SMP di Jepang Ini Gelar Wisuda Kelulusan, Pesertanya hanya 1 Siswa
“Semua terjadi begitu cepat. Saya sangat bersyukur karena dapat menikmati kehidupan sekolah berkat dukungan dari guru, keluarga, dan warga di pulau ini,” kata Akino, mengenang kembali 9 tahun masa sekolahnya, seperti dilaporkan kembali The Straits Times.
Menjadi satu-satunya siswa SMP bukan berarti Akino ketinggalan kegiatan ekstrakurikuler. Selama hari olahraga 2022, sekolahnya merekrut 60 orang untuk melengkapi jumlah. Akino mewakili sekolah untuk cabang senam dan tari serta tarik tambang.

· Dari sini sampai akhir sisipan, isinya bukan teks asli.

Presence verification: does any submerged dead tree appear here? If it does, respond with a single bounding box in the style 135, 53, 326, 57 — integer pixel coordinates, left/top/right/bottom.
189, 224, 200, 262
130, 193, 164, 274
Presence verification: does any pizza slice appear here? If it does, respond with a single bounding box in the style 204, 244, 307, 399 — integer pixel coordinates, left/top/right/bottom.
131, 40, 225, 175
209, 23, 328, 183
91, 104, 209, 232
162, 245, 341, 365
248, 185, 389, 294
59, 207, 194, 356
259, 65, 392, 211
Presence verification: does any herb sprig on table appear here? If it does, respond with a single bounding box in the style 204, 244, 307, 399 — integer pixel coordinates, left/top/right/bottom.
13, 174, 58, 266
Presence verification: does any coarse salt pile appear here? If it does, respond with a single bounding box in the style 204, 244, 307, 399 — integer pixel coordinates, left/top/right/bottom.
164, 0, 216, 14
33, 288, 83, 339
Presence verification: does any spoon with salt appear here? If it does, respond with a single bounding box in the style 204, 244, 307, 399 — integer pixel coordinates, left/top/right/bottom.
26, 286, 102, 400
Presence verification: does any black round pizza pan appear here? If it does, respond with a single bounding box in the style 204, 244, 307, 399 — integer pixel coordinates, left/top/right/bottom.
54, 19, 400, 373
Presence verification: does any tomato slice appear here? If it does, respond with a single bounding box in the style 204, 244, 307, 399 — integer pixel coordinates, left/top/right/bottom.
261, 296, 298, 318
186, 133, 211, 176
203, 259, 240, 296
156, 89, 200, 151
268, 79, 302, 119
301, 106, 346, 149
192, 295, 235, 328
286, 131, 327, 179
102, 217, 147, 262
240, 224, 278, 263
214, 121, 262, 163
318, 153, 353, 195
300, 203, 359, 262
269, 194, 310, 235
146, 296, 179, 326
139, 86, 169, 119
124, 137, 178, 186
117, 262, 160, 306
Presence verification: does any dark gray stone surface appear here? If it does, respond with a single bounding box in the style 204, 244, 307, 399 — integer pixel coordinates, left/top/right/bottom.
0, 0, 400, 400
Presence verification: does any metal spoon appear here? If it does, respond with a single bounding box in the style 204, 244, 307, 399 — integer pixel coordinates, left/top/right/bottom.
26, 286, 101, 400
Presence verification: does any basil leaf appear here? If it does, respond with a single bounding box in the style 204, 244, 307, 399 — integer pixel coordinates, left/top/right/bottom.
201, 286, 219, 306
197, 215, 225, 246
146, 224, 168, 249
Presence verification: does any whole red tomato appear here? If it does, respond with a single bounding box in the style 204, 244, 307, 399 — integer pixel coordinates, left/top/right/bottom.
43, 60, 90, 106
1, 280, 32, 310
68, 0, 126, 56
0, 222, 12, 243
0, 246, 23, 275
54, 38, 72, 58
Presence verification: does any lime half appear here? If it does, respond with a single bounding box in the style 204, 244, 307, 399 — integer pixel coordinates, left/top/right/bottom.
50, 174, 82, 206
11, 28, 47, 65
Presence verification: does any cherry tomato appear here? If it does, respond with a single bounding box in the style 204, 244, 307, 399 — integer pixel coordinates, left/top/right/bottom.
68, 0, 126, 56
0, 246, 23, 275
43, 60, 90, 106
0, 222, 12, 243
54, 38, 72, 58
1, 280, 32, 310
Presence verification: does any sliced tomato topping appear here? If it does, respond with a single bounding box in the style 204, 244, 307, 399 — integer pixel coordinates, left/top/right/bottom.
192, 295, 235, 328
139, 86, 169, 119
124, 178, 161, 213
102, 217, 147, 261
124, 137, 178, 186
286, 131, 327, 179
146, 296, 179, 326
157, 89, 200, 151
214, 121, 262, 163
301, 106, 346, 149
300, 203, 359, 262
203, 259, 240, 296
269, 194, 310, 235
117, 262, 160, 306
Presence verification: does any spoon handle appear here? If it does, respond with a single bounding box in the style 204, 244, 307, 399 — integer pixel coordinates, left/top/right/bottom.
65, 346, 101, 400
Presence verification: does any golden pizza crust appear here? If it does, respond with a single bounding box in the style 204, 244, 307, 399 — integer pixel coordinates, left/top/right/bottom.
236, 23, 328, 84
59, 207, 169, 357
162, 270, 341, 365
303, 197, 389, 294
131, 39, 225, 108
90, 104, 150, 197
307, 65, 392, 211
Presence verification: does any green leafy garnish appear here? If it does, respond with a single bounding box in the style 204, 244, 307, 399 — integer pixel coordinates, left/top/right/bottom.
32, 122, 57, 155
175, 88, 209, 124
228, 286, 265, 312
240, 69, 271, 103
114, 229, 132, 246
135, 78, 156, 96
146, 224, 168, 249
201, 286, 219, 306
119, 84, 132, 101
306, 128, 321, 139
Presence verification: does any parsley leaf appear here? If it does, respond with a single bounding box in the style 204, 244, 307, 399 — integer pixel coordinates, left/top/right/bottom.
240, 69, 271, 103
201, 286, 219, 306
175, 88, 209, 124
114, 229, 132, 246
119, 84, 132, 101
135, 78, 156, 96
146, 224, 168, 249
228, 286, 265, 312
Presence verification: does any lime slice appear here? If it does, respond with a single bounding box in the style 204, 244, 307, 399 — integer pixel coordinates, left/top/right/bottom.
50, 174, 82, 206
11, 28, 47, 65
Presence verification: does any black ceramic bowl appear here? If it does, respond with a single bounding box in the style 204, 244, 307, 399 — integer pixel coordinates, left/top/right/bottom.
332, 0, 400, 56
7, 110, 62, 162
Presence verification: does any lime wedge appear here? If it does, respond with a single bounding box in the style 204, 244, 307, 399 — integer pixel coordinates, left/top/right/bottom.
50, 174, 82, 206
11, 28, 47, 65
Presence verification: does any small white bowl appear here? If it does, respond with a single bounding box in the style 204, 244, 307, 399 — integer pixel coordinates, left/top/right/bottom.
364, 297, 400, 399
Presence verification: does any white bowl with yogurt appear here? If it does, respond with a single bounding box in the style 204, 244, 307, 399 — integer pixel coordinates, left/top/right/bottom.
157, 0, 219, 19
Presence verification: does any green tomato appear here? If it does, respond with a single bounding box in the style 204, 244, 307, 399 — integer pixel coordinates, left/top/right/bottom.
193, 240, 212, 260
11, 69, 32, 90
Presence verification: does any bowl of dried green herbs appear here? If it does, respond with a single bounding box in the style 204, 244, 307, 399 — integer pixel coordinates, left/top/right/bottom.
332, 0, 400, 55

“Biasanya hanya saya, jadi ada kalanya saya merasa kesepian. Tapi saya juga menjabat sebagai ketua OSIS dan mengunjungi banyak tempat sebagai perwakilan sekolah, jadi itu pengalaman yang bagus,” katanya.
Laporan Mainichi mengungkap, sekolah itu memiliki siswa terbanyak pada 1964 yakni 91 orang. Jumlah tersebut berangsur menurun seiring bertambahnya usia penduduk pulau itu.
SMP di Oteshima sempat ditutup pada 2013 begitu kakak Akino lulus. Namun dibuka kembali pada 2020 saat dia mendaftar. Dengan lulusnya Akino, SMP tersebut akan ditutup lagi untuk tahun akademik 2023, entah sampai kapan.
Berdasarkan survei pemerintah pada 2022, sebanyak 1.033 dari total 12.012 SMP di Jepang memiliki kurang dari 50 siswa efek menurunnya populasi.